Comparison of expressed gene content

To assess expressed gene content shared among species we conducted a clustering analysis to identify sequence clusters between all seven species and an additional chondrichthyan, the elephant shark, Callorhinchus milii. This species is a member of the Holocephali, a separate suborder of the Chondrichthyes; we obtained heart RNA-seq data for this species from a recently updated genome assembly of this organism [26]. We subjected the C. milii read data to the same FastqMcf trimming and Trinity assembly methods as the RNA-seq data generated in this study. For the clustering analysis we conducted an all against all BLASTP (e-value ≤ 1e-05) search of all protein sequences from the eight species. The results from these BLASTP searches were used in MCLBlastLINE [49], as implemented in [29, 50], to identify homologous sequences between species using an MCL algorithm to cluster protein sequences with an inflation parameter of 1.8 and all other parameters set to defaults. It is possible, using this approach, for paralogues and orthologues to be grouped together in the same sequence cluster; species were considered to share sequence clusters if one or more transcripts from each species were grouped together in the same cluster (hereinafter referred to as an MCL cluster). We tallied all pairwise MCL clusters between all species and those shared between groups of interest (teleost vs. elasmobranch and regional endotherms vs. ectotherms).

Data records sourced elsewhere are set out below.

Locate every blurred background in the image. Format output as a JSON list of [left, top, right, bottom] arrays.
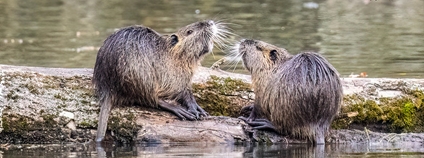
[[0, 0, 424, 78]]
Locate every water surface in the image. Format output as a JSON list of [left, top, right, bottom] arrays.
[[0, 0, 424, 78], [0, 144, 424, 158]]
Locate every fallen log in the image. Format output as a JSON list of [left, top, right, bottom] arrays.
[[0, 65, 424, 144]]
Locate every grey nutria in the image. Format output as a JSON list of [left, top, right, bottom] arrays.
[[92, 20, 230, 142], [236, 40, 343, 144]]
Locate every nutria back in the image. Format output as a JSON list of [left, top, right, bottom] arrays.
[[258, 52, 343, 143], [93, 26, 162, 105], [238, 40, 343, 144]]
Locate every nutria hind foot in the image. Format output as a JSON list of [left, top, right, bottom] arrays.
[[159, 100, 198, 121], [238, 116, 278, 133]]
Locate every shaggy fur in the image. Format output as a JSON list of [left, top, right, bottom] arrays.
[[238, 40, 343, 144], [93, 21, 229, 142]]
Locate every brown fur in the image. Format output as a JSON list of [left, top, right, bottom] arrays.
[[93, 21, 228, 141], [239, 40, 343, 144]]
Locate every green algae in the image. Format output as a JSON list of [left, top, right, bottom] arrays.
[[193, 76, 253, 117], [107, 111, 141, 143], [332, 90, 424, 133]]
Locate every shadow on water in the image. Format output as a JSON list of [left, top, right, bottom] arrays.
[[0, 143, 424, 158]]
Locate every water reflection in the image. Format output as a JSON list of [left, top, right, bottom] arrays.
[[0, 143, 424, 158], [0, 0, 424, 78]]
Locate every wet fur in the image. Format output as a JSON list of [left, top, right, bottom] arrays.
[[239, 40, 343, 144], [92, 21, 225, 141]]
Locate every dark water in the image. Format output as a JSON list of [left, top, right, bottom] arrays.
[[0, 0, 424, 78], [0, 144, 424, 158]]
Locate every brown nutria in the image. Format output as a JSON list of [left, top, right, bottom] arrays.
[[92, 20, 230, 142], [236, 40, 343, 144]]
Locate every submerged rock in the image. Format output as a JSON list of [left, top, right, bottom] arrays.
[[0, 65, 424, 144]]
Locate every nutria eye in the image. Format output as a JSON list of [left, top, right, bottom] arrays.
[[269, 50, 277, 61], [187, 30, 193, 36], [256, 46, 262, 51], [171, 35, 178, 46]]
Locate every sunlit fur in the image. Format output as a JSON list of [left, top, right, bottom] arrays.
[[238, 40, 343, 144], [93, 21, 230, 142]]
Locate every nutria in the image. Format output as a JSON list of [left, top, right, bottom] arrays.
[[92, 20, 229, 142], [237, 40, 343, 144]]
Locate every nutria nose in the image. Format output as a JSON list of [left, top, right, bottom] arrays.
[[241, 39, 255, 45], [208, 20, 215, 25]]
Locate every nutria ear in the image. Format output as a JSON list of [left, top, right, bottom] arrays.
[[269, 50, 277, 62], [171, 35, 178, 46]]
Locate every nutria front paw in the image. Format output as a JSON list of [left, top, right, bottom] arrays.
[[188, 104, 209, 119]]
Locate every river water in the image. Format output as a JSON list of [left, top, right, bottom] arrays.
[[0, 144, 424, 158], [0, 0, 424, 158], [0, 0, 424, 78]]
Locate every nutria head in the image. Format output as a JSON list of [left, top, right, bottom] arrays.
[[167, 20, 230, 60], [236, 40, 291, 73]]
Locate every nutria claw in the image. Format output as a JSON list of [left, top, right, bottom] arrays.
[[246, 119, 277, 131], [188, 104, 209, 119], [159, 100, 197, 121]]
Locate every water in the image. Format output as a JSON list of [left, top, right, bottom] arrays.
[[0, 0, 424, 78], [0, 144, 424, 158]]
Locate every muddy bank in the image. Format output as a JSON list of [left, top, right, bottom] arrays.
[[0, 65, 424, 144]]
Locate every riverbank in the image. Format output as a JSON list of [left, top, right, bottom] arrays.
[[0, 65, 424, 144]]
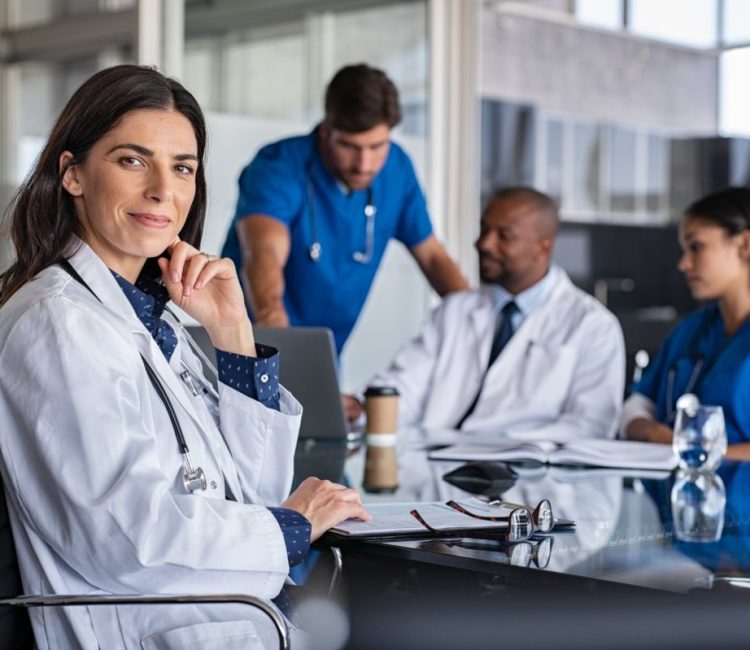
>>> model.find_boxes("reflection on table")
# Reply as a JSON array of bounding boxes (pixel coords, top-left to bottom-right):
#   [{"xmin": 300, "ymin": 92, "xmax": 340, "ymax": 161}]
[{"xmin": 295, "ymin": 430, "xmax": 750, "ymax": 592}]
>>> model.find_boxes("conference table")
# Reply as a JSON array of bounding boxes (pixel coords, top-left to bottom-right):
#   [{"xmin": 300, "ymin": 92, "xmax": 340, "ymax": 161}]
[{"xmin": 297, "ymin": 429, "xmax": 750, "ymax": 648}]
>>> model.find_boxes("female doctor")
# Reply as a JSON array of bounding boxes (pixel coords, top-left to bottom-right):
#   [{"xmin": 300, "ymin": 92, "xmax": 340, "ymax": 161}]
[
  {"xmin": 0, "ymin": 65, "xmax": 368, "ymax": 649},
  {"xmin": 622, "ymin": 187, "xmax": 750, "ymax": 459}
]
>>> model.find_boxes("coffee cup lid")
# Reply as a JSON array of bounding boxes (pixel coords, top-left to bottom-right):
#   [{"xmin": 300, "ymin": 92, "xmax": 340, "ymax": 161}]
[{"xmin": 365, "ymin": 386, "xmax": 398, "ymax": 397}]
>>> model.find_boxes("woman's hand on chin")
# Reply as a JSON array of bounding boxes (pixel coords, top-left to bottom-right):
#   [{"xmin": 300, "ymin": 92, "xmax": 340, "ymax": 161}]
[{"xmin": 158, "ymin": 239, "xmax": 256, "ymax": 356}]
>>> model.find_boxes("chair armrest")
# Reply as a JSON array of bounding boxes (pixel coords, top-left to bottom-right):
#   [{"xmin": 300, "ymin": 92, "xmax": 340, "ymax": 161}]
[{"xmin": 0, "ymin": 594, "xmax": 289, "ymax": 650}]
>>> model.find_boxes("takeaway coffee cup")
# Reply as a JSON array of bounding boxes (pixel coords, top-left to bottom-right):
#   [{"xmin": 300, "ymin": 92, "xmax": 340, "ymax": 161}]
[
  {"xmin": 362, "ymin": 386, "xmax": 398, "ymax": 492},
  {"xmin": 365, "ymin": 386, "xmax": 398, "ymax": 436},
  {"xmin": 362, "ymin": 434, "xmax": 398, "ymax": 493}
]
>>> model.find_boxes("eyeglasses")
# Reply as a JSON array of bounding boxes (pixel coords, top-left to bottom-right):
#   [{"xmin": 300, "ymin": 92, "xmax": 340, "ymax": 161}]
[
  {"xmin": 409, "ymin": 500, "xmax": 534, "ymax": 542},
  {"xmin": 441, "ymin": 536, "xmax": 553, "ymax": 569},
  {"xmin": 487, "ymin": 499, "xmax": 555, "ymax": 533}
]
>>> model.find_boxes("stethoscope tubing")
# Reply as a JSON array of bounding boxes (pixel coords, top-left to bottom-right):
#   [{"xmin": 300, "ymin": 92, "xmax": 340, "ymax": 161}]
[
  {"xmin": 60, "ymin": 259, "xmax": 209, "ymax": 493},
  {"xmin": 306, "ymin": 160, "xmax": 378, "ymax": 264}
]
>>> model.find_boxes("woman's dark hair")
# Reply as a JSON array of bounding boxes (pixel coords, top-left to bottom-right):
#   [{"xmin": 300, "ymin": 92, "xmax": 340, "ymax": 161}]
[
  {"xmin": 0, "ymin": 65, "xmax": 206, "ymax": 304},
  {"xmin": 325, "ymin": 63, "xmax": 401, "ymax": 133},
  {"xmin": 685, "ymin": 187, "xmax": 750, "ymax": 237}
]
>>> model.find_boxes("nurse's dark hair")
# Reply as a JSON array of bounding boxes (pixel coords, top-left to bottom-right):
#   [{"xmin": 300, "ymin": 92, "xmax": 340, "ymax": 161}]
[
  {"xmin": 325, "ymin": 63, "xmax": 401, "ymax": 133},
  {"xmin": 0, "ymin": 65, "xmax": 206, "ymax": 304},
  {"xmin": 685, "ymin": 187, "xmax": 750, "ymax": 236}
]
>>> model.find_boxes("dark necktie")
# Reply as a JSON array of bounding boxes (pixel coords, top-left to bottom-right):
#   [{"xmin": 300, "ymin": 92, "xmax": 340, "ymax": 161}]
[
  {"xmin": 487, "ymin": 300, "xmax": 518, "ymax": 368},
  {"xmin": 456, "ymin": 300, "xmax": 519, "ymax": 429}
]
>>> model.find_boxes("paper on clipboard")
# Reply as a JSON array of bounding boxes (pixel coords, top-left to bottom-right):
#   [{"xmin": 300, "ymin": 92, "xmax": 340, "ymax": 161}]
[{"xmin": 330, "ymin": 499, "xmax": 524, "ymax": 537}]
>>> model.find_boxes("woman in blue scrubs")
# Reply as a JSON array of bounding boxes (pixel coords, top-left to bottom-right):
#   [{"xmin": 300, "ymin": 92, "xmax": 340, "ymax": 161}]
[{"xmin": 622, "ymin": 187, "xmax": 750, "ymax": 459}]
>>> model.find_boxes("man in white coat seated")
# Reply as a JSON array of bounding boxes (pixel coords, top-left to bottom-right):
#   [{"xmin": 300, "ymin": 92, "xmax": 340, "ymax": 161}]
[{"xmin": 346, "ymin": 188, "xmax": 625, "ymax": 440}]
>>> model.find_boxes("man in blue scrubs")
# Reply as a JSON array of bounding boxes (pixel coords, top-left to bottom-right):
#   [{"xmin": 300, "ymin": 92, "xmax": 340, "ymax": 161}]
[{"xmin": 222, "ymin": 64, "xmax": 468, "ymax": 353}]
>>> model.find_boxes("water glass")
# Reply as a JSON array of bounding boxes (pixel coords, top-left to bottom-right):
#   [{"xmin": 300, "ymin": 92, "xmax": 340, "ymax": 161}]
[
  {"xmin": 672, "ymin": 404, "xmax": 727, "ymax": 471},
  {"xmin": 671, "ymin": 470, "xmax": 727, "ymax": 542}
]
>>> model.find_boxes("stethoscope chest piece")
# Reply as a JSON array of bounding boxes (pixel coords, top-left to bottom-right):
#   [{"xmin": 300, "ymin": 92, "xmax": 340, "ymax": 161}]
[{"xmin": 182, "ymin": 454, "xmax": 208, "ymax": 494}]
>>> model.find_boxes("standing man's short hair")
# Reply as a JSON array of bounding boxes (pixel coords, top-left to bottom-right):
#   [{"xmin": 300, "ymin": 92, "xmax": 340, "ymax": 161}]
[{"xmin": 325, "ymin": 63, "xmax": 401, "ymax": 133}]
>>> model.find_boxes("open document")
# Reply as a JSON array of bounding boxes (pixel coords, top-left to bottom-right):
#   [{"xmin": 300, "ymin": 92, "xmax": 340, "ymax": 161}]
[
  {"xmin": 331, "ymin": 499, "xmax": 532, "ymax": 537},
  {"xmin": 430, "ymin": 438, "xmax": 677, "ymax": 470}
]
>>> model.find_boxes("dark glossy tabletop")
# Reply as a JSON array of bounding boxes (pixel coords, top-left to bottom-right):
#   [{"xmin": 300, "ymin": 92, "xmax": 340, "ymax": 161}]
[{"xmin": 297, "ymin": 431, "xmax": 750, "ymax": 593}]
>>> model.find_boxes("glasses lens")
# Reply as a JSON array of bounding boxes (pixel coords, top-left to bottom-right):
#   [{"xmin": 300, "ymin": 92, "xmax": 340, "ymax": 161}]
[
  {"xmin": 508, "ymin": 508, "xmax": 534, "ymax": 542},
  {"xmin": 509, "ymin": 542, "xmax": 533, "ymax": 566},
  {"xmin": 536, "ymin": 499, "xmax": 555, "ymax": 533},
  {"xmin": 536, "ymin": 537, "xmax": 552, "ymax": 569}
]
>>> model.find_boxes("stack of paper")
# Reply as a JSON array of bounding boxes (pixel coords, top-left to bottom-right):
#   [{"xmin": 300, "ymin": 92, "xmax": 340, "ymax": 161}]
[{"xmin": 430, "ymin": 438, "xmax": 677, "ymax": 470}]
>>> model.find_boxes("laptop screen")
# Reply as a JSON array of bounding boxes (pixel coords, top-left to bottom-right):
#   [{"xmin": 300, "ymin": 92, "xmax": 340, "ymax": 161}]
[{"xmin": 254, "ymin": 327, "xmax": 348, "ymax": 440}]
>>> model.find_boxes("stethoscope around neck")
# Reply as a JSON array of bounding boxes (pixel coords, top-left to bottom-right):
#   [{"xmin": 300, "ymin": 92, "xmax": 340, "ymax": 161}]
[
  {"xmin": 306, "ymin": 162, "xmax": 378, "ymax": 264},
  {"xmin": 60, "ymin": 259, "xmax": 216, "ymax": 494},
  {"xmin": 664, "ymin": 308, "xmax": 732, "ymax": 422}
]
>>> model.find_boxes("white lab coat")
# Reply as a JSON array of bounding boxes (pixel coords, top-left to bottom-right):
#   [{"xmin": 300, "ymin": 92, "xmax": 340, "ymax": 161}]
[
  {"xmin": 0, "ymin": 245, "xmax": 301, "ymax": 650},
  {"xmin": 371, "ymin": 267, "xmax": 625, "ymax": 440}
]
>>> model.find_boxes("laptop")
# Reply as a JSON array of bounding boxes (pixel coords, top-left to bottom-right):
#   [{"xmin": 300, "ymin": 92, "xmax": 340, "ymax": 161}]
[{"xmin": 254, "ymin": 327, "xmax": 349, "ymax": 440}]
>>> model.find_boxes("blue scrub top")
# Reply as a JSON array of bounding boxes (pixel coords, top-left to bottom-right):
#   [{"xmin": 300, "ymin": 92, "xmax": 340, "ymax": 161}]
[
  {"xmin": 222, "ymin": 128, "xmax": 432, "ymax": 353},
  {"xmin": 631, "ymin": 304, "xmax": 750, "ymax": 444}
]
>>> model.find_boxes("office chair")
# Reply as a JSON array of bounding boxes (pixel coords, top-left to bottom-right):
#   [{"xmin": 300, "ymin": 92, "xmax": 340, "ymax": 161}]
[{"xmin": 0, "ymin": 483, "xmax": 289, "ymax": 650}]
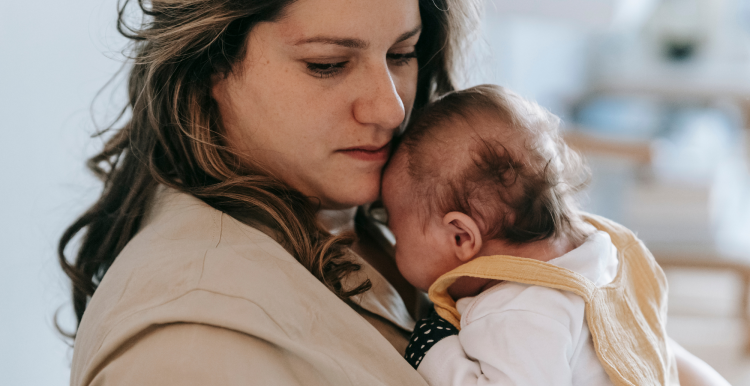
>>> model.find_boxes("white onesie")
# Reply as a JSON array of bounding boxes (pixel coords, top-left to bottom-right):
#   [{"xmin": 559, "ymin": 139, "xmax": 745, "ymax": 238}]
[{"xmin": 417, "ymin": 231, "xmax": 618, "ymax": 386}]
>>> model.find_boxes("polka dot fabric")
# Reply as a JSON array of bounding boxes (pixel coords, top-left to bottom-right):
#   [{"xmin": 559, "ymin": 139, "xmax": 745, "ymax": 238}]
[{"xmin": 404, "ymin": 311, "xmax": 458, "ymax": 370}]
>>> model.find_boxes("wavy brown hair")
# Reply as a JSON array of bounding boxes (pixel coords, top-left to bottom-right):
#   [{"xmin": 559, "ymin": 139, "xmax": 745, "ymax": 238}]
[{"xmin": 58, "ymin": 0, "xmax": 476, "ymax": 338}]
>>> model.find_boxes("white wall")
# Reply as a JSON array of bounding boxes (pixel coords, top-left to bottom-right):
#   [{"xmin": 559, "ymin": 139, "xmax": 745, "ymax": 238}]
[{"xmin": 0, "ymin": 0, "xmax": 124, "ymax": 386}]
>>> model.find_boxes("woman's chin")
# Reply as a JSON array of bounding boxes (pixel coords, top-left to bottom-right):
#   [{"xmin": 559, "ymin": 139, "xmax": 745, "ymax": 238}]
[{"xmin": 321, "ymin": 181, "xmax": 380, "ymax": 209}]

In addition to this clustering approach, we sought to identify the enrichment of particular GO terms in elasmobranchs vs. teleosts or involving the regional endothermic species vs. ectotherms. Towards this end, we conducted Fisher’s exact tests through FatiGO (filtering mode set to FDR adjusted p-value) [51] within BLAST2GO version 3.1 [47, 48] to test whether particular GO terms were overrepresented in comparisons of the four elasmobranch to the three teleost species or in comparisons of the three regional endotherms to the four ectotherm species. Each test was two-tailed and allowed us to assess which terms were either overrepresented or underrepresented in our focal group, and filtering at p < .05 after FDR correction. Using BLAST2GO, these results were also filtered to obtain a list of the most specific GO terms that were significantly enriched. In this filtering step, if there are multiple GO terms in the same GO hierarchy and they are significantly enriched, then only the most specific term will be retained. For example, the term ‘ion channel complex’ would be a more specific term than ‘transmembrane transporter complex’ and ‘transmembrane transporter complex’ would be a more specific term than ‘cellular component’. If ‘ion channel complex’ and ‘transmembrane transporter complex’ were both enriched, then the filtering for the most specific terms would remove the term ‘transmembrane transporter complex’ from the list and only show the term ‘ion channel complex’ as enriched.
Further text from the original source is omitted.